SVA1 Gold v1.0 SG Validation

Contact: Alex Drlica-Wagner <>

Round 2

Classifier Output

We have run various star-galaxy classification algorithms on the SVA1 Gold Catalog v1.0 and collected their output here. Submissions should follow this set of guidelines...

Submission Guidelines:
  • Classifier output should be submitted in FITS file format
  • Each FITS file should contain two columns: (1) "COADD_OBJECTS_ID" (64-bit int 'K') (2) "CLASS_OUTPUT" (4-byte float 'E')
  • The "COADD_OBJECTS_ID" should match exactly (content and order) with that in sva1_gold_1.0_catalog_basic.fits
  • "CLASS_OUTPUT" should be a real-valued number in the range [0,1]
  • Objects with a more galaxy-like classification should have output values closer to 0, while star-like objects should be closer to 1. (This is an arbitrary choice be follows CLASS_STAR and seems to be the convention for most submissions.)

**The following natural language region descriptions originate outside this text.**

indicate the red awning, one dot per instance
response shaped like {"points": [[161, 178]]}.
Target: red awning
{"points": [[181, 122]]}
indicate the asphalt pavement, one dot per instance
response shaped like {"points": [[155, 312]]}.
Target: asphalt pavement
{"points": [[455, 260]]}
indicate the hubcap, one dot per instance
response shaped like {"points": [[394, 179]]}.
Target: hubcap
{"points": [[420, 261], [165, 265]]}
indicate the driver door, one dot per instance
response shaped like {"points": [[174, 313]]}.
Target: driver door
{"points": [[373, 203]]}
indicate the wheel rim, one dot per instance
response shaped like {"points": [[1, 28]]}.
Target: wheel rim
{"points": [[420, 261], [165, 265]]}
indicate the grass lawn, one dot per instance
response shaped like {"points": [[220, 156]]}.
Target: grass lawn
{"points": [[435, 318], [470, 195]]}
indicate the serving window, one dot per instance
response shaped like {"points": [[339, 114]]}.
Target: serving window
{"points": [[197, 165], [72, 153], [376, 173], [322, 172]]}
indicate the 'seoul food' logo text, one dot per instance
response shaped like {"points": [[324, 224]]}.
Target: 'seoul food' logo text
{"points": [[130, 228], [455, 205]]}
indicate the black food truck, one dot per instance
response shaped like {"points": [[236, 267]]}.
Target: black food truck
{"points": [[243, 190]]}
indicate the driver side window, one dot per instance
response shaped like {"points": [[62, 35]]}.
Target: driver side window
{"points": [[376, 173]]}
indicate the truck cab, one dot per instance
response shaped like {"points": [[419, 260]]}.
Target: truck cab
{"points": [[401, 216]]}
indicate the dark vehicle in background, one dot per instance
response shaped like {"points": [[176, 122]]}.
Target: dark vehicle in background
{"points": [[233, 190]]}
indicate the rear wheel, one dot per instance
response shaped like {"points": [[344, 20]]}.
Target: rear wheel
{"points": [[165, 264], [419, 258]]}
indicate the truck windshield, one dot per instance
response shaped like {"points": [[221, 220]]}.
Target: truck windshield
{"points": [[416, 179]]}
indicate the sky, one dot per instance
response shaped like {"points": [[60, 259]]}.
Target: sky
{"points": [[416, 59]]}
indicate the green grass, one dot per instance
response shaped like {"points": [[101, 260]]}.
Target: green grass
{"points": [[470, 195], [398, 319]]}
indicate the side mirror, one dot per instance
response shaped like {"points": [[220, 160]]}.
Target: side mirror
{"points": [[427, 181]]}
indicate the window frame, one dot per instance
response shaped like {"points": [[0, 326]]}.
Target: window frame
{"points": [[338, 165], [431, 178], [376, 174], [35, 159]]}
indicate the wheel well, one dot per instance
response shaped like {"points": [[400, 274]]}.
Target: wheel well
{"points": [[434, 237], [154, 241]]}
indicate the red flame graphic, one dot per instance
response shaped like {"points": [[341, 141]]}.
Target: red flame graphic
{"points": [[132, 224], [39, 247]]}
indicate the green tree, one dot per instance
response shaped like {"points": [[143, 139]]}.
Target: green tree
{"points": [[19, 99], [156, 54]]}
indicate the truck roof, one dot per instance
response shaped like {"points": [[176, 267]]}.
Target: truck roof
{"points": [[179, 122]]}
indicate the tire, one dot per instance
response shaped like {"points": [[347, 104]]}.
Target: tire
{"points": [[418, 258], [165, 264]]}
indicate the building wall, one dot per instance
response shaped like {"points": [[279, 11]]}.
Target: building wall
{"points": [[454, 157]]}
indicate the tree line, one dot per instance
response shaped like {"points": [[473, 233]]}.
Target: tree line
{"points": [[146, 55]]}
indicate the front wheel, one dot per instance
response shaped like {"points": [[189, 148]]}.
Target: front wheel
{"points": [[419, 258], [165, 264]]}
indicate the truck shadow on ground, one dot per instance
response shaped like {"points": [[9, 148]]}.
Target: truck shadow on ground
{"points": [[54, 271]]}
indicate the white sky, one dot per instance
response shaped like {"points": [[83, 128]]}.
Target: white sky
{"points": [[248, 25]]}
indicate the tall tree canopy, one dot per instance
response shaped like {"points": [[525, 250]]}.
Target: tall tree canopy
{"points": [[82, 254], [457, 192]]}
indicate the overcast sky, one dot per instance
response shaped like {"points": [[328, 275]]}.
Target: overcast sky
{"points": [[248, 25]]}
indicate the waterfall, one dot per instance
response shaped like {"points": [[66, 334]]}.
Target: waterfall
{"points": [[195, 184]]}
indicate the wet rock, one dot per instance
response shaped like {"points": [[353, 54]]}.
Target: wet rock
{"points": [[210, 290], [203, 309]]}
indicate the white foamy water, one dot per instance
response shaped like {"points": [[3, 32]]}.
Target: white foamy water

As a standard for comparison, we have included the modest star galaxy classification from Eli (included by default in SVA1 Gold). However, the modest classifier does not follow the submission guidelines.

Algorithm Output Run Time Documentation Notes
MODEST sva1_gold_1.0_catalog_basic.fits here galaxy-like = 1; star-like = 2
BDT AGRO sva1_gold_1.0_catalog_DES_SGC_AGRO_v0.fits ~200us/object (2.66GHz) here Round 2 BDT trained with mag_model values;
0.1% galaxy sample is ~60% efficient for stars
galaxy = 0, star = 1
BDT AUTO sva1_gold_1.0_catalog_DES_SGC_AUTO_v0.fits ~200us/object (2.66GHz) here Round 2 BDT trained with mag_auto values;
0.1% galaxy sample is ~60% efficient for stars
galaxy = 0, star = 1
Random F sva1_gold_1.0_catalog_Random_F_v0.fits Did not measure; parallelized here RF trained with mag_auto and mag_model values;
Hyper parameters optimized via CV
galaxy = 0, star = 1
Output for round 2 training objects set to exactly 0 or 1
Extra Random F sva1_gold_1.0_catalog_Extra_Random_F_v0.fits Did not measure; parallelized here RF trained with mag_auto and mag_model values;
Hyper parameters optimized via CV
galaxy = 0, star = 1
TPZ sva1_gold_1.0_catalog_TPZ_CLASS_v1.fits parallelized here Output variable named CLASSIFIER_OUTPUT;
galaxy = 0, star = 1
Algorithm input features
BDT AGRO spread_model, spreaderr_model,flux_radius,mu_max,mag_psf,mag_model for g,r,i,z
BDT AUTO spread_model, spreaderr_model,flux_radius,mu_max,mag_psf,mag_auto for g,r,i,z
Random F spread_model,spreaderr_model,mu_max,mag_model,mag_auto for g,r,i,z
Extra Random F spread_model,spreaderr_model,mu_max,mag_model,mag_auto for g,r,i,z
TPZ mag_detmodel, mag_model, mag_psf, spread_model, flux_radius for g,r,i,z;
colors from detmodel, and mag_psf minus mag_model.


Classifier Performance

Classifier Output Distributions

For a first glance at classifier performance, I plot the classifier outputs for the round 2 visible test sample along with the true classification of the objects. A few interesting notes:
  • The output distributions of the classifiers often change drastically between the TEST data set and the SVA1 data set.
  • This change is difficult to interpret, since the depth, observing conditions, and star/galaxy composition of SVA1 is different from the TEST field. However, it appears to be a consistent trend that the relative number of objects with intermediate classifier output values increases relative to the rest of the sample. Nacho: indeed, there are differences in star/galaxy ratio, just because of galactic latitude and presence of LMC (as can be seen in modest_class distributions, which is independent of training). I think the conditions of COSMOS observations (93% of training sample) were fairly homogeneous and it is deeper. This combination may be misleading classifications in SPTE, which constitutes most of SVA1.
  • This suggests that the classifiers are more uncertain about the class of the objects in the SVA1 sample.
  • This is troubling since it suggests that the purity/completeness values derived in the TEST sample will not apply to SVA1 at large.
  • Interestingly, the modest classifier seems more robust transitioning between the data sets. Nacho: I guess this is due to not relying on the training.
  • The feature at P~0.85 that appears for the Random_F algorithms when applied to the SVA1 data set is suspicious.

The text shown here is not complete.